- League: Superettan
- Season: 2023-24
- Duration: 16 September 2023 - 28 April 2024
- Teams: 16
- TV partner: sehtv.se

Regular season
- Season MVP: Tony Vitali
- Promoted: Högsbo; Sloga Uppsala;
- Relegated: Helsingborg; Norrort; Kalmar; RIG Mark;

Finals
- Champions: Högsbo
- Runners-up: Sloga Uppsala
- Semi-finalists: AIK; Fryshuset;

Awards
- Best Guard: Felix Lemetti
- Best Forward: Jonathan Peleg
- Best Center: Tony Vitali
- Best Coach: Fred Draines
- Best Host: Högsbo
- Best Referee: Ismail Gül

Statistical leaders
- Points: Felix Lemetti / 22.2
- Rebounds: Kingsley Nwagboso / 16.9
- Assists: Kasper Hagberg / 6.9

Records
- Winning streak: AIK, Högsbo (13)
- Losing streak: Eskilstuna, Rig Mark (8)

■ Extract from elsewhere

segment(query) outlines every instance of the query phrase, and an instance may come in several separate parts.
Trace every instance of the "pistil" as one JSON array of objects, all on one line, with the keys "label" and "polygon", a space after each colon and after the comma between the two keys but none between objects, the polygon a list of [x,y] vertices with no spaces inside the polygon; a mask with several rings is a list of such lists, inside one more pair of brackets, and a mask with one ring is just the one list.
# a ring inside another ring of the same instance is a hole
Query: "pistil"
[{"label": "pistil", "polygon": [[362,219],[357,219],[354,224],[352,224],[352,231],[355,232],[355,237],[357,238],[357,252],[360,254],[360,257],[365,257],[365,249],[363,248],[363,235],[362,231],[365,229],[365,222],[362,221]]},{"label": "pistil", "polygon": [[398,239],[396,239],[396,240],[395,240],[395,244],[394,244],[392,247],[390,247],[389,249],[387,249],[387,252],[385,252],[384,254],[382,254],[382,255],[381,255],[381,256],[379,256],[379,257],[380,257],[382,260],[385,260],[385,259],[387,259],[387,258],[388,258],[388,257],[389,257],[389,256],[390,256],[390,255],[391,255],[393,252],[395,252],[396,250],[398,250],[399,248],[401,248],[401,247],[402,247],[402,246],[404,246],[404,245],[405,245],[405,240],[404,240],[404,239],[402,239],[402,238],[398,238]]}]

= 2023–24 Superettan season =

The 2023–24 Superettan season is the seventh season of Superettan, the second tier basketball league in Sweden. Helsingborg BBK are the reigning champions from the previous season. Högsbo and Sloga Uppsala were promoted to the Swedish Basketball League for the following season.

== Teams ==

| Team | City | Venue | Capacity |
|---|---|---|---|
| AIK | Solna | Vasalundshallen | N/A |
| Eskilstuna Basket | Eskilstuna | STIGA Sports Arena | N/A |
| IK Eos | Lund | Eoshallen | 350 |
| Norrort | Täby | Tibblehallen | 1,000 |
| Helsingborg BBK | Helsingborg | GA Hallen | 500 |
| Ockelbo BBK | Ockelbo | Kuxahallen | 840 |
| Malbas | Malmö | Heleneholms Sporthall | N/A |
| Wetterbygden | Huskvarna | Huskvarna Sporthall | 422 |
| Sloga Uppsala | Uppsala | USIF Arena | N/A |
| RIG Mark | Kinna | Kinnahallen | N/A |
| Högsbo | Gothenburg | Gothia Arena | 1,000 |
| Tureberg | Sollentuna | Sollentuna Sporthall | 320 |
| Huddinge | Huddinge | Edbohallen | N/A |
| Djurgården | Stockholm | Brännkyrkahallen | 500 |
| Fryshuset | Stockholm | Fryshuset Sporthall | 1,000 |
| Kalmar | Kalmar | Akea Arena | 1,200 |

== League Table ==

| Pos | Team | Pld | W | L | PF | PA | PD | Pts | Qualification |
| 1 | Högsbo | 30 | 24 | 6 | 2809 | 2408 | +401 | 48 | Promoted to SBL and qualifies to playoffs |
| 2 | AIK | 30 | 21 | 9 | 2485 | 2360 | +125 | 42 | Qualification to playoffs |
| 3 | Huddinge | 30 | 19 | 11 | 2442 | 2335 | +107 | 38 |
| 4 | Wetterbygden | 30 | 18 | 12 | 2407 | 2277 | +130 | 36 |
| 5 | Fryshuset | 30 | 18 | 12 | 2619 | 2583 | +36 | 36 |
| 6 | Sloga Uppsala | 30 | 18 | 12 | 2413 | 2425 | −12 | 36 |
| 7 | Tureberg | 30 | 17 | 13 | 2325 | 2255 | +70 | 34 |
| 8 | Helsingborg | 30 | 17 | 13 | 2582 | 2411 | +171 | 34 |
| 9 | Ockelbo | 30 | 15 | 15 | 2230 | 2304 | −74 | 30 |  |
| 10 | Djurgården | 30 | 15 | 15 | 2575 | 2570 | +5 | 30 |
| 11 | Eos Lund | 30 | 14 | 16 | 2415 | 2449 | −34 | 28 |
| 12 | Malbas | 30 | 12 | 18 | 2202 | 2290 | −88 | 24 |
| 13 | Eskilstuna | 30 | 10 | 20 | 2332 | 2555 | −223 | 20 | Relegated to Basketettan |
| 14 | Norrort | 30 | 8 | 22 | 2208 | 2399 | −191 | 16 |
| 15 | Kalmar | 30 | 8 | 22 | 2357 | 2488 | −131 | 16 |
| 16 | RIG Mark | 30 | 6 | 24 | 2014 | 2306 | −292 | 12 |

== Notable occurrences ==

- On December 3, 2023, 12th placed Malbas ended 1st placed AIK's unbeaten run (13–0).
- On February 16, 2024, Helsingborg announced it would step down from Superettan the following season. The reason being financial difficulties.